For those who haven’t had the benefit of participating in a DRI International course on disaster recovery planning best practices, watch out! There’s still a tendency in some organisations to adopt a ‘one size fits all’ or else a “leave it to IT” approach when it comes to disaster recovery planning. While eliminating complexity may be good, over-simplification isn’t. But modularity and flexibility in your DR planning can help, as long as the modules fit together and cover the range of outcomes identified. Here’s a quick checklist to make sure that your DRP can handle different incidents or disaster situations.
- Keep Your DRP focused on outcomes. Instead of a stock solution that tries to cover all causes, examine the different impacts on your organisation. Appropriate DR measures may vary: staff working in the office, at a backup site or at home, for example.
- Think ‘business’ not just ‘technology’. Even if disaster recovery is an IT-centric activity by definition, backup and restore procedures need to be done in the way that is of most value to the business – rather in the way that is the easiest to accomplish technically.
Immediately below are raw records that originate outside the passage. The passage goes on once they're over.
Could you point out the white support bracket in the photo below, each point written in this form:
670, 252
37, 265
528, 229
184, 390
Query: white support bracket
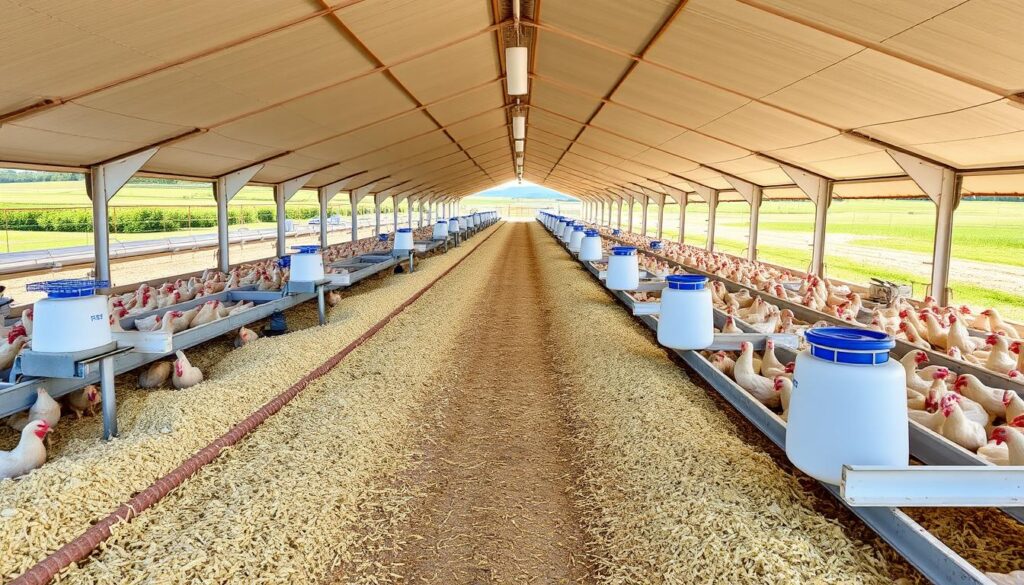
224, 189
933, 486
819, 191
753, 194
942, 185
104, 180
283, 192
Get business people involved and test your plan with them as well to check.
- Ensure that any cloud storage services you use also give you appropriate guarantees and options in terms of geographically separate sites and data transfer speed for restores. In particular, make sure you can recover a large amount of data in a hurry if necessary (by bulk tape transfer for instance).
- Set priorities correctly between smallest RPO (recovery point objective or ‘time since last backup’) and highest data consistency. Don’t just take vendor assurances for granted – test data consistency for yourself before any incident occurs.
- Finally, don’t be fooled by your own technology. If for example you’ve automated data storage so that actions are replicated between your primary storage and your back-up storage, then formatting the first (and destroying data) could automatically trigger formatting (and destruction) on the second, leaving you with no data and no backup. Engage your brain before setting up your IT processes!